On the positive side of the ledger, I made a few new friends for the first time in a year or two, and have become marginally involved in Free Geek Vancouver, one of the worthier causes I’ve encountered recently. I’m a firm believer that volunteer work is as good for my psychological health as any advice I’m able to give might be to the recipients.
However, the largest addition to the positive side is my development as a writer. Although I dropped my efforts at fiction about May, 2007 has been by far the best year I’ve ever had for writing.
Just in terms of volume, I wrote about 245,000 words of articles on free software, or about 185 articles. I also wrote about 45,000 words for the Imperial Realms online game divided into 17 articles and about 55,000 words spread over 135 posts. That’s a total of roughly 345,000 public words alone.
By other measures, my writing year was also successful. During the year, I found new sources for my work, and I now make as much money freelancing as I ever did as a communicatins consultant (good thing, too: I’m getting too old to learn how to knot a tie again). I was interviewed four or five times over the year, either as a writer or as a subject matter expert. I also returned to an academic project that I started years ago and abandoned. And, just as I was typing this paragraph, I received an email from a friend telling me that an article of mine had been Slashdotted, making the perfect end to the year. So, in many ways, I think that 2007 marks my first real understanding of myself as a writer.
Looking over the paragraphs above, what strikes me is the imbalance between the personal and the professional. Not that the personal was particularly awful, but it seems thoroughly overshadowed by the professional. If I were superstitious, I’d be tempted to say that there’s only so much karma to go around. Or, from a psychological perspective, perhaps I’ve been practicing the fine old Freudian tradition of sublimation.
And what do I see looking ahead? I can’t even begin to guess. But there’s a scene in T. H. White’s The Once and Future King where Lancelot says that, after an encounter, he got down on his knees and “thanked God for the adventure.” I’m not religious, but I hope that I can must the same combined sense of stoicism and adventure as I face what’s waiting for me in 2008.

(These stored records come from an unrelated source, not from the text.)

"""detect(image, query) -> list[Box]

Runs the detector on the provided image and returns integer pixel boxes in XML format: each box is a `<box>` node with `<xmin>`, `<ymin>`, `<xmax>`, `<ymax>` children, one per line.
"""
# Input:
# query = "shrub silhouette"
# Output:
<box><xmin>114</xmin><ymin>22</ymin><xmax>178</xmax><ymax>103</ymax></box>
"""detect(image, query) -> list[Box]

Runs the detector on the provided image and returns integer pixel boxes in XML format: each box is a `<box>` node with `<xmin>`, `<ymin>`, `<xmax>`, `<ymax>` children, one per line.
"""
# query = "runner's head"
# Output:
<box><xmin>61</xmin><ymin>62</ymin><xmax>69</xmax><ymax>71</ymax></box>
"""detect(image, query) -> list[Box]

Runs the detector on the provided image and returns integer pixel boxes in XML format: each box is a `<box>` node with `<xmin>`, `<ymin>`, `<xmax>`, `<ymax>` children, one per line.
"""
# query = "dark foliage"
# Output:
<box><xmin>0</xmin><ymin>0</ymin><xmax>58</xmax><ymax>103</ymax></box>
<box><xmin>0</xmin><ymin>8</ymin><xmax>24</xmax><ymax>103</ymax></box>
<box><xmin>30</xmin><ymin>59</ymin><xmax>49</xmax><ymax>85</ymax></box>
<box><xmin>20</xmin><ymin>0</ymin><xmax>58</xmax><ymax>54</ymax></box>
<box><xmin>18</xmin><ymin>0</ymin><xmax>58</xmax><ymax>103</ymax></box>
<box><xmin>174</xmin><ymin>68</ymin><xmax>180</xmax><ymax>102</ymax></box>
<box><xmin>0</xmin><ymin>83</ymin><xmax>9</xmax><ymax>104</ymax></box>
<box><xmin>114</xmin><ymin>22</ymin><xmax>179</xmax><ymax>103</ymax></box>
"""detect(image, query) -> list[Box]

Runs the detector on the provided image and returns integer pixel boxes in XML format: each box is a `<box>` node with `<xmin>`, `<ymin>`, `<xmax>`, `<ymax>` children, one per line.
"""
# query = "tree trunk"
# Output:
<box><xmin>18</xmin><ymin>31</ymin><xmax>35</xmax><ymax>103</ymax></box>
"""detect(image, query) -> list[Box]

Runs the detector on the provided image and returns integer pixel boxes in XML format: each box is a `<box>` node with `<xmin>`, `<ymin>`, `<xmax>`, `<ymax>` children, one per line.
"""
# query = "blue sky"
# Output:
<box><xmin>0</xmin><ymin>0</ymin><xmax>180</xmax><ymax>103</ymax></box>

Upon the whole, here was an undoubted testimony that there was scarce any condition in the world so miserable but there was something negative or something positive to be thankful for in it; and let this stand as a direction from the experience of the most miserable of all conditions in this world: that we may always find in it something to comfort ourselves from, and to set, in the description of good and evil, on the credit side of the account.